On February 24, 1779, Clark began his great deception–tricking the British into thinking he was accompanied by more than 1,000 men. Clark concealed his men behind a small hill but flew all the flags they possessed to give the appearance of a much larger company (Potts and Thomas 34). The regiment’s wet powder was replaced by sympathetic residents of Vincennes, and on February 24, they began firing on the fort with such accuracy that the British were not immediately able to respond. There were a few wounded on each side, and Hamilton suggested a three-day truce, which was rejected by Clark. Clark and Hamilton then met at a local church to discuss the terms of a surrender. However, Clark’s men had captured six men–four Indians and two Canadiens–of a war party unaware of the inevitable British surrender. The Canadiens were released, but the Indians were tomahawked within view of the fort. While Hamilton saw this as an act of “so little mercy”, Clark viewed the event as a way of showing the Indians that the British would not protect them. After three tries, Clark and Hamilton agreed upon the conditions of the surrender, and Fort Sackville was turned over to Clark’s control at 10am on February 25, 1779. It was renamed Fort Patrick Henry, after the Governor of Virginia. Hamilton was sent to Williamsburg, where he was jailed until 1780. He would later become the Deputy-Governor at Quebec (Potts and Thomas 35).

Following his victory, Clark returned to his headquarters at Kaskaskia, having successfully secured the Northwest Territory–the future states of Illinois, Indiana, Ohio, Michigan and Wisconsin–for the United States (Potts and Thomas 37). The territory was officially ceded to the United States through the 1783 Treaty of Paris, and many credit Clark with doubling the size of the United States through the Illinois Campaign. Clark himself wrote before the siege that “great things have been affected by a few Men well Conducted […] We have this Consolation that our Cause is Just and that our Cuntrey will be greatful and not condemn our conduct […] If so this Country as well as Kentucky I believe is lost” (Potts and Thomas 34). Thanks to Clark, the Kentucky we know and love is safe and sound.
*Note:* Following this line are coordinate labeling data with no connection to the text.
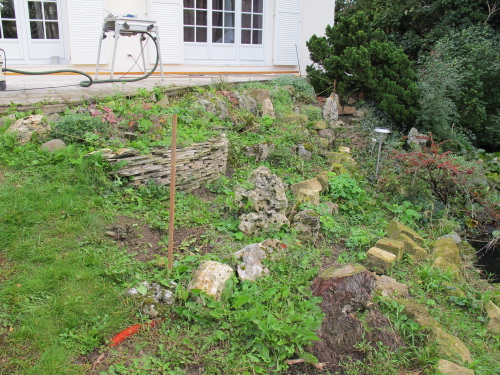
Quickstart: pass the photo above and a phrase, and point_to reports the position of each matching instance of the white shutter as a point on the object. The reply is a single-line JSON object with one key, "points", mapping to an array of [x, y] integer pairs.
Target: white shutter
{"points": [[286, 32], [168, 17], [85, 24]]}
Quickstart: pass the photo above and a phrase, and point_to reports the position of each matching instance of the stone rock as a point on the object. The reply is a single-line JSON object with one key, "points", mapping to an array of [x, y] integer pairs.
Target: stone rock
{"points": [[340, 158], [252, 255], [260, 95], [323, 143], [208, 106], [307, 225], [326, 133], [416, 140], [296, 119], [346, 110], [454, 236], [418, 313], [331, 109], [312, 184], [267, 199], [452, 290], [211, 277], [447, 249], [393, 246], [52, 145], [54, 117], [415, 251], [261, 151], [338, 168], [26, 127], [247, 102], [303, 152], [449, 368], [395, 228], [379, 260], [308, 196], [493, 312], [152, 296], [163, 102], [333, 208], [268, 108], [389, 287], [320, 125], [443, 263], [449, 346]]}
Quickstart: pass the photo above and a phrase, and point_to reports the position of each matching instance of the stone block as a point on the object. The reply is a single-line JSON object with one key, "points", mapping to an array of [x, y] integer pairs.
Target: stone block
{"points": [[211, 277], [395, 228], [445, 367], [396, 247], [312, 184], [447, 249], [449, 346], [415, 251], [379, 260]]}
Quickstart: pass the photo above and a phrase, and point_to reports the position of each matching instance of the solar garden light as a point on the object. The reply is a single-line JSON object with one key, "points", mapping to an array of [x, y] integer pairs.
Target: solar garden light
{"points": [[380, 135]]}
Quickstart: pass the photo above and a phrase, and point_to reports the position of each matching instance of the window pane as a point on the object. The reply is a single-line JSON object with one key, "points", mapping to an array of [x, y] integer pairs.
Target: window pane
{"points": [[246, 21], [257, 37], [201, 34], [189, 34], [216, 35], [188, 17], [229, 36], [37, 30], [246, 36], [50, 11], [257, 21], [218, 4], [9, 29], [229, 5], [52, 29], [258, 6], [246, 5], [201, 17], [217, 18], [8, 9], [229, 20], [35, 10]]}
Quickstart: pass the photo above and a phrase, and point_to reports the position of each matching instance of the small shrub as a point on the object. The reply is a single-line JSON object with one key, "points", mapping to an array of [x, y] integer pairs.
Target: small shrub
{"points": [[74, 127]]}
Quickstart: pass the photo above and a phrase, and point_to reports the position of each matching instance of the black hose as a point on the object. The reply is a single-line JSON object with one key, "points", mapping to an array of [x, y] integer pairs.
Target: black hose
{"points": [[90, 80]]}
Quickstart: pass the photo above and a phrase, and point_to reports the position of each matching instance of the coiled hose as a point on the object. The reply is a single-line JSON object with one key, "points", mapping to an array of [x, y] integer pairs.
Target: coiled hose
{"points": [[91, 81]]}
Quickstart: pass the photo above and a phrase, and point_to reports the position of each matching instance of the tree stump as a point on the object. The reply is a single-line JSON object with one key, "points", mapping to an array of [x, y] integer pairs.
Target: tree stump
{"points": [[350, 317]]}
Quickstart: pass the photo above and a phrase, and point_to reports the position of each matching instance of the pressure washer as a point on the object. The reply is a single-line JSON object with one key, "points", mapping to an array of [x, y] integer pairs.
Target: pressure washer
{"points": [[111, 23]]}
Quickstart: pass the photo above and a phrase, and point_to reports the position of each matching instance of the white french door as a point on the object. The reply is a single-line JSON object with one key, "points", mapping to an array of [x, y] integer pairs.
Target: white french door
{"points": [[223, 30], [31, 31]]}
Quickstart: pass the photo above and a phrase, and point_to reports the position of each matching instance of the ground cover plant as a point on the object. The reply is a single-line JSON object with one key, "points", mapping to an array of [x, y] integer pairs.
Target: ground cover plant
{"points": [[74, 241]]}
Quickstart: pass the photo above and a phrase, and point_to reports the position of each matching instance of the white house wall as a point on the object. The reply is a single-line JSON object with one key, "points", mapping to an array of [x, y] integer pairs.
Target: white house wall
{"points": [[314, 15]]}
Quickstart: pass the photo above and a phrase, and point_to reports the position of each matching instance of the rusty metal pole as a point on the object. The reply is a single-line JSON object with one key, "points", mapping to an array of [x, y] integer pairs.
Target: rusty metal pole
{"points": [[170, 254]]}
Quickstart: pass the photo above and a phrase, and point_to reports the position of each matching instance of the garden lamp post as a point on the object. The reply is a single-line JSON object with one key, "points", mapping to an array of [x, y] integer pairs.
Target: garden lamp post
{"points": [[380, 135]]}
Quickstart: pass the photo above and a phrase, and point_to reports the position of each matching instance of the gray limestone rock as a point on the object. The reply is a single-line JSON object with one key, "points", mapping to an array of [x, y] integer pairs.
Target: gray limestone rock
{"points": [[52, 145], [267, 200], [252, 255], [26, 127]]}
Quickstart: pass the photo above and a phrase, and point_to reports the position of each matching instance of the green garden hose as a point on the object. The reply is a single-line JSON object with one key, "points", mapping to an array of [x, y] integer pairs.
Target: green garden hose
{"points": [[90, 81]]}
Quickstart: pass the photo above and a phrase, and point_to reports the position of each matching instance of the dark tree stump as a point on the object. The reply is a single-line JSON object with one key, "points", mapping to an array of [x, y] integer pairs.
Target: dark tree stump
{"points": [[347, 291]]}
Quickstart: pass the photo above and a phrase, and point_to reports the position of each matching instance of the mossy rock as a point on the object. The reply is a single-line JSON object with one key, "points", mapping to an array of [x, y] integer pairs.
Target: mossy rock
{"points": [[447, 249]]}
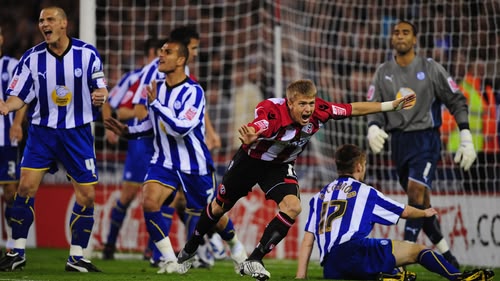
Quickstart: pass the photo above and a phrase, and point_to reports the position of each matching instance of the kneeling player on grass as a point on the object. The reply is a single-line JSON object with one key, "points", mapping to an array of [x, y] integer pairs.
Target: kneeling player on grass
{"points": [[271, 144], [341, 217]]}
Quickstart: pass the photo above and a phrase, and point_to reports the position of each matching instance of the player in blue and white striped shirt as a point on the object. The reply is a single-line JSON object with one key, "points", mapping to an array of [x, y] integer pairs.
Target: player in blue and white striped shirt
{"points": [[341, 217], [63, 82], [181, 159], [11, 134]]}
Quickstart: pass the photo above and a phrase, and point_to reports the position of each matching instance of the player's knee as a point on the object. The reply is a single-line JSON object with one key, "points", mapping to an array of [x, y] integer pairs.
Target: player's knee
{"points": [[150, 205], [290, 205]]}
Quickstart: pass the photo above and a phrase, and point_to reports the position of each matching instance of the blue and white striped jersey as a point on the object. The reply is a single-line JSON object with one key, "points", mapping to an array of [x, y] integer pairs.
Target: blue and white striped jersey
{"points": [[121, 90], [347, 209], [177, 118], [7, 66], [58, 88]]}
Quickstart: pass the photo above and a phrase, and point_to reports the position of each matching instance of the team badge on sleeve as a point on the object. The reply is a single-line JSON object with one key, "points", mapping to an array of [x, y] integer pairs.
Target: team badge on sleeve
{"points": [[452, 84], [191, 113]]}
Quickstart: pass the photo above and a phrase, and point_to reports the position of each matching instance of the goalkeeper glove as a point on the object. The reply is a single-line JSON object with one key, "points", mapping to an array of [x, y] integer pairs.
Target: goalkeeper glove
{"points": [[465, 153], [376, 138]]}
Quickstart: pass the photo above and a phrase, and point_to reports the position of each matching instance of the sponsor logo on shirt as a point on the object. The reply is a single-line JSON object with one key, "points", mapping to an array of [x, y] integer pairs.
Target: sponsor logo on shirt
{"points": [[371, 92], [339, 110], [420, 75], [262, 125], [307, 128], [78, 72], [61, 95], [452, 84]]}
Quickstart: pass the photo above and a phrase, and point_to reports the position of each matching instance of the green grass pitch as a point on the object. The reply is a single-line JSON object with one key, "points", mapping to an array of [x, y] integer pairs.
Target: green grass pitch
{"points": [[48, 265]]}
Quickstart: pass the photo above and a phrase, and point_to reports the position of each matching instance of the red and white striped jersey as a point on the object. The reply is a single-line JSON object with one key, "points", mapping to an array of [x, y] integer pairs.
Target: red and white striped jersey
{"points": [[281, 139]]}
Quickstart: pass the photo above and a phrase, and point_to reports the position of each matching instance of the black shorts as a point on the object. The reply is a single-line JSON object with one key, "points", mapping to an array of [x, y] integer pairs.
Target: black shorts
{"points": [[276, 179]]}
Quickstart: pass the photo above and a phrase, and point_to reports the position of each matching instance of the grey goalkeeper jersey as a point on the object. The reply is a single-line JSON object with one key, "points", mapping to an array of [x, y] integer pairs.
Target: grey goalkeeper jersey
{"points": [[433, 87]]}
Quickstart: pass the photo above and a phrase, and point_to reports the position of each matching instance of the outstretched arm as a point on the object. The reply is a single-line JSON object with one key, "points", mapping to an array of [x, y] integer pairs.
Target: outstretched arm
{"points": [[364, 108], [304, 255], [247, 134]]}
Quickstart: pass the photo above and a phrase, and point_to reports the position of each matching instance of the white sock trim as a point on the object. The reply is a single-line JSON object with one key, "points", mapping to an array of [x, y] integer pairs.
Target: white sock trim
{"points": [[442, 246], [166, 249], [75, 250], [20, 243]]}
Following the war, Clark was made an Indian Commissioner of the Northwest Territories, and in 1929, the 150th anniversary of the siege at Vincennes was honored with a postage stamp.

Being on a postage stamp really is the highest honor. (United States Postal Service, 1929.)

George Rogers Clark certainly had some adventures in his time, and we love celebrating them at Locust Grove. While we wait for our next adventure, we’ll be hanging out with our friendly garden snowman. Drop by soon to visit! We’re always glad to see you.

Snowily yours,




Barnhart, John Donald. Henry Hamilton and George Rogers Clark in the American Revolution, with the unpublished Journal of Henry Hamilton. Crawfordsville: R.E. Banta, 1951. Archive.org.  https://archive.org/stream/henryhamiltongeo00barn/henryhamiltongeo00barn_djvu.txt

Potts, Gwynne Tuell, and Samuel Thomas. George Rogers Clark, Military Leader in the Pioneer West and Locust Grove, the Croghan Homestead Honoring Him. Louisville: Historic Locust Grove, Inc., 2006.